E.A. Milne Centre for Astrophysics
Galaxy clusters not only contain thousands of galaxies, but also contain a very large amount of hot, intracluster gas which fills the space between the galaxies. As galaxies fall into clusters at thousands of kilometres per second, they experience a headwind from this hot gas. If the pressure is large enough, gas can be pushed out of the galaxy itself, creating long tails of gas trailing behind the galaxy.
Understanding this process is important for understanding galaxy evolution in general as gas is the fuel for star formation. If a large fraction of this gas is stripped, the galaxy can no longer form stars and will eventually turn red and fade. The impact of this gas stripping can also change the morphology of galaxies.
Using Viper, our aim was to reproduce the unusual tail of the D100 galaxy in the Coma cluster. Hydrodynamical simulations (those that model gas a fluid) mimic a galaxy falling into a cluster by modelling a galaxy in a wind tunnel and exposing it to a wind which grows stronger over time. The tails we see from these simulations however, are usually flared and diffuse. D100 has a very narrow tail composed of dense, cold gas, which is suitable for hosting star formation.

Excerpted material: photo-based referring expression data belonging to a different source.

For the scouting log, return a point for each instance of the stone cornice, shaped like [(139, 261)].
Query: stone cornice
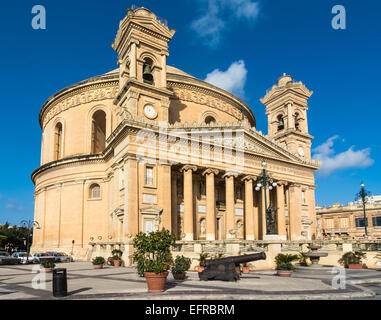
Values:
[(64, 96), (210, 171), (249, 178), (67, 161), (194, 84), (188, 167)]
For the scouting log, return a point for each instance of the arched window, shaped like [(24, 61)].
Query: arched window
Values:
[(280, 122), (98, 132), (95, 191), (209, 120), (297, 123), (147, 71), (58, 141)]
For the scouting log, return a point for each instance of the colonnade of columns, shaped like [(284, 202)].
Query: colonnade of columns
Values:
[(254, 209)]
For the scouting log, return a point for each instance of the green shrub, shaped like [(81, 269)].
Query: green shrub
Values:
[(181, 265), (98, 261), (303, 260), (202, 259), (117, 254), (286, 266), (284, 261), (352, 257), (153, 251), (47, 264)]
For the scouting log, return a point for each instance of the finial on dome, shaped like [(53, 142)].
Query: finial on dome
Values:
[(282, 81)]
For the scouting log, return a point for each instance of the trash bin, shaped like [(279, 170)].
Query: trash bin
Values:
[(59, 282)]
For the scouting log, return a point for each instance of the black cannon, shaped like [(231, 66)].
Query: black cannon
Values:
[(225, 269)]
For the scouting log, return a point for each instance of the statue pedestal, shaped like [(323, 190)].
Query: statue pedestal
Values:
[(271, 237)]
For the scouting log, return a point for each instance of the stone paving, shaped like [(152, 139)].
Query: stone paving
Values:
[(84, 282)]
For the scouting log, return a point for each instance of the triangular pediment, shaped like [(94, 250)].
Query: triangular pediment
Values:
[(262, 145)]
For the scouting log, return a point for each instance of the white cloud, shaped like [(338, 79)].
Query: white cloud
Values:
[(345, 160), (232, 80), (14, 204), (219, 14)]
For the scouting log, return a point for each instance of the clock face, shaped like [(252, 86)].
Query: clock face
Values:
[(150, 111)]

Using purely hydrodynamical simulations, we attempt to recreate this tail in a simulation and compare the results with available observations. We ran three simulations, varying the initial gas distribution in the disk and the increase of the ram pressure felt by the galaxy over time. The images above show the galaxy after a billion years of evolution (top) and 900 million years (bottom) of evolution, experiencing a ram pressure due to a wind which increases as the galaxy moves further towards the centre of the cluster. After another 500 million years the resulting gas tail was relatively straight and narrow, which looks much closer to that observed compared to previous simulations These simulations were extremely computationally expensive, using around 30 days each on 64 nodes, totaling around 1.3 million core hours per simulation. This large amount of computing time allowed use to capture the stripping of the galaxy gas in high resolution and confirm its turbulent nature.